The first stop we made was to a windmill. You're in Holland, you have to see a windmill (and being a daft Australian, you hum that song about the little mouse with clogs on, oh I declare...) JP and Sascha took me the scenic route through the towns of Huizen and Blerican until we reached this wonderful site.
The next stop of the day was the city of Utrecht, possibly one of the prettiest cities in Holland. The Grounded Dutchman is always going on about how lovely it is - and he is so very right.
We wandered the streets for a bit before settling down for some Dutch "culinary delights." Well, I think that's what you call them. First up, bitteballe at a pub. The man with his deep fat fryer had gave us these balls of fried stuff - chicken nuggets, meat balls, cheese sticks, nasi goreng balls, all deep fried with some Dutch curry sauce. Actually really great as a snack.
Then after a bit more walking, checking out a few shops, including this cooking shop where I found this:
Next stop dinner. This was taken at a wonderful establishment which had the following display of "food':
The last stop before home was to the afwerkpleken along the canals near the centre of the city. JP said I was in for a treat. On barges along the canal were these large windows, in which sat women in various states of undress, of every size and colour imaginable.
An afwerkplek is a place a hooker takes her john.
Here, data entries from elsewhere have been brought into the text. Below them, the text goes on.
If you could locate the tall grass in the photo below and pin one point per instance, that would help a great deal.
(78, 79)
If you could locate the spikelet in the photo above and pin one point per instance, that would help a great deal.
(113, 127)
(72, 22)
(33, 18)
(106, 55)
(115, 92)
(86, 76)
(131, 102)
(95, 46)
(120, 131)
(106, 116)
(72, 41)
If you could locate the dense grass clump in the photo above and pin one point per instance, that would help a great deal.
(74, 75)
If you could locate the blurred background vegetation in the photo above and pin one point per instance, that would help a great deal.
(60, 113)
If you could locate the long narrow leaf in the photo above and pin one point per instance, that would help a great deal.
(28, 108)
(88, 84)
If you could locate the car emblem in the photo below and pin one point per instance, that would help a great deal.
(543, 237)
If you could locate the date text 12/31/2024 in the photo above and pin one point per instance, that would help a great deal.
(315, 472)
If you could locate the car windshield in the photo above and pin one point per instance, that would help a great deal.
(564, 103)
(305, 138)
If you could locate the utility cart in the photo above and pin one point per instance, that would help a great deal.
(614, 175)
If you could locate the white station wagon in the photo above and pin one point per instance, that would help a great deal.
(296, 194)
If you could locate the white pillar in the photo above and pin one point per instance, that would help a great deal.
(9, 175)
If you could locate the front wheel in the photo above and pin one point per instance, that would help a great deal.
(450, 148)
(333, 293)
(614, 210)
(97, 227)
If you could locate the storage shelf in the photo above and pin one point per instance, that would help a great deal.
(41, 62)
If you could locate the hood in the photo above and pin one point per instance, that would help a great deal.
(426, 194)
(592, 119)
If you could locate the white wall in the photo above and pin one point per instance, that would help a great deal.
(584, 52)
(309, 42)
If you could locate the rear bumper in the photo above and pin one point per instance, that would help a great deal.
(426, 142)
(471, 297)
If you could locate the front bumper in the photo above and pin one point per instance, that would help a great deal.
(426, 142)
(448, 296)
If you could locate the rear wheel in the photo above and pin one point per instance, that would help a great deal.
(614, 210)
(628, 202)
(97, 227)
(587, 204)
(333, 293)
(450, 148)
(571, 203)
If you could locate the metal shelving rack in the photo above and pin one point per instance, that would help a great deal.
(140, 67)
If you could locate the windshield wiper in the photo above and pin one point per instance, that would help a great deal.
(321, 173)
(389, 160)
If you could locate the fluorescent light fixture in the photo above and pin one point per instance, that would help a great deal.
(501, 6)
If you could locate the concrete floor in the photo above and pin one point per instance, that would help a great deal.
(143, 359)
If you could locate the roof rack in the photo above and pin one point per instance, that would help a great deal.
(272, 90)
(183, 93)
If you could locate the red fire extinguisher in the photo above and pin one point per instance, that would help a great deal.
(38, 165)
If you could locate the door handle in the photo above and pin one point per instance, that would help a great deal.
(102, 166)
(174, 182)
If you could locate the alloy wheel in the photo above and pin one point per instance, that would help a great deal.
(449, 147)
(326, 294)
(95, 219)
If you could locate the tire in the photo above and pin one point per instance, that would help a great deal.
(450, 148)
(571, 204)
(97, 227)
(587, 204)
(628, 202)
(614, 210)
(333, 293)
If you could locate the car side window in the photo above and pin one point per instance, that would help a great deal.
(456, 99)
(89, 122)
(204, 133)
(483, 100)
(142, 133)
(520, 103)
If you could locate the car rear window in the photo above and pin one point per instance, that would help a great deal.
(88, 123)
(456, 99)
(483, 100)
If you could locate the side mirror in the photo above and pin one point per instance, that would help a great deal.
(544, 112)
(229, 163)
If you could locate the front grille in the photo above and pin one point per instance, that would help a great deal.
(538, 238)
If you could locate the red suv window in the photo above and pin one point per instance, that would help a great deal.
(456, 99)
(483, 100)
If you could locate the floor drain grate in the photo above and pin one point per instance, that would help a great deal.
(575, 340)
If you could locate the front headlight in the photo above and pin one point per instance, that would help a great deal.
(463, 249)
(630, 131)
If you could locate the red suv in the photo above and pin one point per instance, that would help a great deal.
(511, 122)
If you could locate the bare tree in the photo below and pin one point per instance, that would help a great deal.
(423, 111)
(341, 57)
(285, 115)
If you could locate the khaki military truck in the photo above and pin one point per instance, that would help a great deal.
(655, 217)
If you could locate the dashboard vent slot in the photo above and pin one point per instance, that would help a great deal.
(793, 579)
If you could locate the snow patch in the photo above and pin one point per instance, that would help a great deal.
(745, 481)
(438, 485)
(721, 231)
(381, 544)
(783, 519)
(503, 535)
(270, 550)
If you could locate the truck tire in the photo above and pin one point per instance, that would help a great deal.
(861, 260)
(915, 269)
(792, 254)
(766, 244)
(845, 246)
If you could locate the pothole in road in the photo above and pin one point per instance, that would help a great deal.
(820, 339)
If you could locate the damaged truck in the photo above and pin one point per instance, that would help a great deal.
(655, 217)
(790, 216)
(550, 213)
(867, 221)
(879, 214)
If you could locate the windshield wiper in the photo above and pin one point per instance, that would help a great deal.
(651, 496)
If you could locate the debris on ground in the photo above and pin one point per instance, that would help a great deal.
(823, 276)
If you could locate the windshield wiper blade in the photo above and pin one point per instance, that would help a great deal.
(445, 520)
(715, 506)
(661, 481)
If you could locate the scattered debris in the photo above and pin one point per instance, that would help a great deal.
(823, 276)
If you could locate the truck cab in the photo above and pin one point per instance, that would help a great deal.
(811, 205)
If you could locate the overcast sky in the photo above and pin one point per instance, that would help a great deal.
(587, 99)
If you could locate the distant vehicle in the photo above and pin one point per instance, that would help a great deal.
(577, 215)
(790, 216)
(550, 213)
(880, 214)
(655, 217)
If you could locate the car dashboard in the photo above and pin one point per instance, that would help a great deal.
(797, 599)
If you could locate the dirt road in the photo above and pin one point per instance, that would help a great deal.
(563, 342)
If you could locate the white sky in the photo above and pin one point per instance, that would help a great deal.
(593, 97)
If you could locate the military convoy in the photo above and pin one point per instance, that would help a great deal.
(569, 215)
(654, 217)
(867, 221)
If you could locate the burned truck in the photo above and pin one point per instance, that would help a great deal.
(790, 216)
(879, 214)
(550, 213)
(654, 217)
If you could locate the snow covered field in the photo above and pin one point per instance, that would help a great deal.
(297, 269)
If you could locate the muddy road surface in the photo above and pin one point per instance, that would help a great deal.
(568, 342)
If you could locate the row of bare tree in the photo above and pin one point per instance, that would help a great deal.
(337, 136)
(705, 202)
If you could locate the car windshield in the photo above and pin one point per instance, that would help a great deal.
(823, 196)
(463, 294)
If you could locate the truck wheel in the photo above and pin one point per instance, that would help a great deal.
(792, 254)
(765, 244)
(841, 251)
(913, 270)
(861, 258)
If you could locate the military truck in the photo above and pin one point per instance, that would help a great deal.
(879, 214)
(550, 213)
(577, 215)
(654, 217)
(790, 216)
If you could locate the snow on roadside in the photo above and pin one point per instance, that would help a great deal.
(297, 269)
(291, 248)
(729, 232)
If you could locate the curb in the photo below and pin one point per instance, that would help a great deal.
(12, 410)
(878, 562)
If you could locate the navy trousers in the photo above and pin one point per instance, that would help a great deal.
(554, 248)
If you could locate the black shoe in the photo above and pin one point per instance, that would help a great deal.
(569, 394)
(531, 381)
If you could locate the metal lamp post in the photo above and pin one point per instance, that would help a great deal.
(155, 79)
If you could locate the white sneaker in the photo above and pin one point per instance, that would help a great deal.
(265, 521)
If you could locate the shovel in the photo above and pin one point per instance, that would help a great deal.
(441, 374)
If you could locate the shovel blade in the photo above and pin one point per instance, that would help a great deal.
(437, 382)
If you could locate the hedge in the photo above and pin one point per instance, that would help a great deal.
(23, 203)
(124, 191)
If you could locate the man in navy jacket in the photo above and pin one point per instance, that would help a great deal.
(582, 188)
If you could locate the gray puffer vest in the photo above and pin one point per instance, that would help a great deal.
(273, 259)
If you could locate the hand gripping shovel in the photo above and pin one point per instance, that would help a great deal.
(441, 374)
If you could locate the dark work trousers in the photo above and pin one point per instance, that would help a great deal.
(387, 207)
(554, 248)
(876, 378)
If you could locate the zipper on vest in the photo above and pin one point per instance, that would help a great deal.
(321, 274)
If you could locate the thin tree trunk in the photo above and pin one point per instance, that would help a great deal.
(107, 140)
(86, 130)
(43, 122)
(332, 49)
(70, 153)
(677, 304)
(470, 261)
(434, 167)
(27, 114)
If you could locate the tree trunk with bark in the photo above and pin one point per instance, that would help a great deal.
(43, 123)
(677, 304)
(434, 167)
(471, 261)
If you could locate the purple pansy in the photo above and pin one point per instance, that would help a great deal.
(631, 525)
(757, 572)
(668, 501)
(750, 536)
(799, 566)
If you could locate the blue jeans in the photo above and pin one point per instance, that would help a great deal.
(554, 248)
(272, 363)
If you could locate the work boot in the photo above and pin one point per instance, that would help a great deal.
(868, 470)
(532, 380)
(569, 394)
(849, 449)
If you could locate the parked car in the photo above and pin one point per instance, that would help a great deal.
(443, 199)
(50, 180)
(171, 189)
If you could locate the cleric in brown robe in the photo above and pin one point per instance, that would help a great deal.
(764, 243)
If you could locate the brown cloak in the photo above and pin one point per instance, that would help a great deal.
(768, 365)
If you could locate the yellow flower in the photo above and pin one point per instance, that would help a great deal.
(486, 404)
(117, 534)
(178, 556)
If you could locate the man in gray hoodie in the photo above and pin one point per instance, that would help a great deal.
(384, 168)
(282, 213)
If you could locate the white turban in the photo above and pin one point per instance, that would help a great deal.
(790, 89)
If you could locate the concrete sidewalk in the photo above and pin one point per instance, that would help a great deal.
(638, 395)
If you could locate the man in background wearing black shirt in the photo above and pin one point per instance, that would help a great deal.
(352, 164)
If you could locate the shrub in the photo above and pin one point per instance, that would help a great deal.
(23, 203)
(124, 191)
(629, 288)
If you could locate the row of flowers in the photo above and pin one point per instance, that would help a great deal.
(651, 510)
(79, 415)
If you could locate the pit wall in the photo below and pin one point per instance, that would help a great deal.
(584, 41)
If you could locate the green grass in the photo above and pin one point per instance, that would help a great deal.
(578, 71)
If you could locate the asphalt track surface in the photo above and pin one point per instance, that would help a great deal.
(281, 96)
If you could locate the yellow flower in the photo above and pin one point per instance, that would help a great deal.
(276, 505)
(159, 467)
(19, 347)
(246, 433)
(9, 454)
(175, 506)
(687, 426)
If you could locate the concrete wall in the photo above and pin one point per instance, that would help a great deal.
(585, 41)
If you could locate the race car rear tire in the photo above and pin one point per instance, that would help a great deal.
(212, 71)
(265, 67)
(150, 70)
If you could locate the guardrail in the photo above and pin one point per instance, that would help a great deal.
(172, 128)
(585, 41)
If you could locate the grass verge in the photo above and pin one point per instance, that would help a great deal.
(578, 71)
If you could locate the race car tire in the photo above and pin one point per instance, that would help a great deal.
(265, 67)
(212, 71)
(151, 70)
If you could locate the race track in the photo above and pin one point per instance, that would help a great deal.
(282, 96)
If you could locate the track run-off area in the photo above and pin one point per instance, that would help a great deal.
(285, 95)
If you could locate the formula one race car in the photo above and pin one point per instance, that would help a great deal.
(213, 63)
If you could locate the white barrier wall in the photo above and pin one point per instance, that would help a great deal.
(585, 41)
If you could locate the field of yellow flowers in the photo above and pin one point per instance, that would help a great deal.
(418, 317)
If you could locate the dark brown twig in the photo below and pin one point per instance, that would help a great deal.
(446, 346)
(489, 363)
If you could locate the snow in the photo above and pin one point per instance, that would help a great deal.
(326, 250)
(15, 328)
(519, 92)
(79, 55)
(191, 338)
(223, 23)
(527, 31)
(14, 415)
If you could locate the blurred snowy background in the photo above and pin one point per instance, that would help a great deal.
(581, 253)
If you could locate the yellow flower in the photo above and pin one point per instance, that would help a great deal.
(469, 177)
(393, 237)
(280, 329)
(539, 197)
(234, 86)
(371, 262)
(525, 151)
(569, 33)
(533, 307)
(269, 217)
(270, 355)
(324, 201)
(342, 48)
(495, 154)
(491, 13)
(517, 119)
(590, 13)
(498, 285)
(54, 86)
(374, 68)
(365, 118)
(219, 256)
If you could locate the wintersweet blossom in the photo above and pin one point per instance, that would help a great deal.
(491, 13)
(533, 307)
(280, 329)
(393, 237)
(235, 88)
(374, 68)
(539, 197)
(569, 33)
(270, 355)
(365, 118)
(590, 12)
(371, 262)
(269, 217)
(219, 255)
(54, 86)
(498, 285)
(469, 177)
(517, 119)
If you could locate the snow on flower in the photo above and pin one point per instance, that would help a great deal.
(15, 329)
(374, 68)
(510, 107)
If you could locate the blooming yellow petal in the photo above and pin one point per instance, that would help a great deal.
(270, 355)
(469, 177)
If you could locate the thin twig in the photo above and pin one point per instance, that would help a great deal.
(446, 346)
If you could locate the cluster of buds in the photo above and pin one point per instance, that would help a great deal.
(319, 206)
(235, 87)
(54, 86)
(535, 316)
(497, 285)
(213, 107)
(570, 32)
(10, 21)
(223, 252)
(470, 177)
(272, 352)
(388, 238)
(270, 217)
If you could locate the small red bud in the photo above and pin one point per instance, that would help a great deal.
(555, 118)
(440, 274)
Okay, I'd heard about these, but never seen them. Prostitution is legal here - something I really don't think is a bad thing at all any culture. What I found rather creepy was not that these red lighted, red curtained chambers were right by the side of the road but the road had turning circles at each end. It was the large amount of traffic here, even at this late part of the afternoon, with men, quite openly going up to the doors and going in - I've lived a few houses away from a brothel for years - I've only ever seen anybody go in there once. The cars in the street varied from old bangers to high end luxury vehicles - more than a few Lexuses and Mercedes. Many of the women seems jaded and sad, with no substance to their smiles. The foot long dildoes and other recreational rubber products adorning the window sills were a bit frightening. By and large the beds that were in full view were made, the rooms clean. Occasionally you'd see a sign advertising S&M or bondage.
JP said that the place was near a large postal sorting complex and at shift change time you'd see the street lined with posty vans. That must be a sight.
All of this is a part of the experience - not something I would ever see in my travels on an ordinary day.
I'm looking forward to seeing what Amsterdam will bring tomorrow.